Bankman-Fried was the only member of the FTX inner circle—which included Caroline Ellison, the former CEO of Alameda Research and SBF’s former girlfriend, and FTX co-founder Gary Wang—named in the indictment.
Beyond the Justice Department charges, the U.S. Securities and Exchange Commission is also preparing to file its case against Bankman-Fried tomorrow.
We commend our law enforcement partners for securing the arrest of Sam Bankman-Fried on federal criminal charges,” SEC official Gurbir Grewal said. “The Securities and Exchange Commission has separately authorized charges relating to Mr. Bankman-Fried’s violations of our securities laws, which will be filed publicly tomorrow in the Southern District of New York.”
Bankman-Fried was under “supervision” in the Bahamas since the collapse of FTX in November. A legal battle between the Bahamian and American governments over who had jurisdiction in the case was playing out in court. Today’s charges may have finally settled the debate.
The disgraced former CEO was expected to testify before the U.S. House of Representatives Committee on Financial Services the day after his arrest but rejected a call to testify before the U.S. Senate Banking Committee on Wednesday.
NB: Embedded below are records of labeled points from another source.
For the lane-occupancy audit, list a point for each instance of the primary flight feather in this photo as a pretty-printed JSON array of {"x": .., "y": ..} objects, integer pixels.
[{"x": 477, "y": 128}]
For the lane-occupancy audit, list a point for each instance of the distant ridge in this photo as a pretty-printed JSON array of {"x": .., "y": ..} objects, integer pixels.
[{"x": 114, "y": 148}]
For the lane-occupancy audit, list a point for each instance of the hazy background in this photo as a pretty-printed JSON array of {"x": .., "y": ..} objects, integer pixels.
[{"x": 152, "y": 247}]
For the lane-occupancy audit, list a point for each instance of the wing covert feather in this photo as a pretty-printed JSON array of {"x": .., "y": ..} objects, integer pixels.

Both hearings are likely to proceed without him.
“I am surprised to hear that Sam Bankman-Fried was arrested in the Bahamas at the direction of the United States Attorney for the Southern District of New York,” said Rep. Maxine Waters in a statement. “The public has been waiting eagerly to get these answers under oath before Congress, and the timing of this arrest denies the public this opportunity.”
“While I am disappointed that we will not be able to hear from Mr. Bankman-Fried tomorrow, we remain committed to getting to the bottom of what happened, and the Committee looks forward to beginning our investigation by hearing from Mr. John Ray III tomorrow,” she concluded.
Despite the advice of his attorneys, Bankman-Fried has been on an extensive media apology tour, including an interview with New York Times columnist Andrew Ross Sorkin at the annual DealBook Summit and numerous Twitter Spaces sessions.
Several agencies have opened investigations into FTX and its former CEO, including the Justice Department, SEC, CFTC, and a number of U.S. state regulatory agencies.
If convicted of wire fraud alone, Bankman-Fried faces up to twenty years in federal prison.
Separately, members of Congress have called SEC chair Gary Gensler to testify about the Security and Exchange Commission’s handling and failure to prevent the historic collapse of crypto exchange FTX.